Photo: MoneyBlogNewz (Flickr)
Some legislators want to change the automatic tax refund system and use the money for other programs.
Senator Luke Kenley wants to make changes to Indiana’s automatic taxpayer refund. If passed, it would be harder for Hoosier to get a refund in the future.
The refund mechanism was put in place last year. If the state’s budget surplus surpasses ten percent of the total budget, the taxpayer refund kicks in. When the surplus is calculated at the end of the fiscal year in June, projections say it will be at least $300 million more than the ten-percent level, triggering a refund of about $50 per taxpayer.
Noblesville Republican Kenley says he wants to raise the threshold.
“I think the reserve, based on our experience in the recession where we took three billion dollars to solve that problem,” he says. “I think that the ten percent just looks too tight to me.”

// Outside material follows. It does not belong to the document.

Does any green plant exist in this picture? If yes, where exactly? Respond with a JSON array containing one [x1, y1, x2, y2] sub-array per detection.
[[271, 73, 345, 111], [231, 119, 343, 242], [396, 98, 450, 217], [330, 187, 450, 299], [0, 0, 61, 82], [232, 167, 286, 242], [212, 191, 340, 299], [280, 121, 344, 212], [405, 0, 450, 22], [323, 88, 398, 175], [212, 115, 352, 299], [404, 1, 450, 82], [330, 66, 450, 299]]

Kenley’s bill, currently in a Senate committee, would keep the base level for the refund at ten percent, but add an additional reserve requirement of ten percent of the K through 12 school budget.
Based on the current budget, that would require another $650 million in reserve, meaning the taxpayer refund would not kick in until the surplus reached about $2 billion. But those changes would not go into effect until after 2012, meaning this year’s potential refund would remain in place.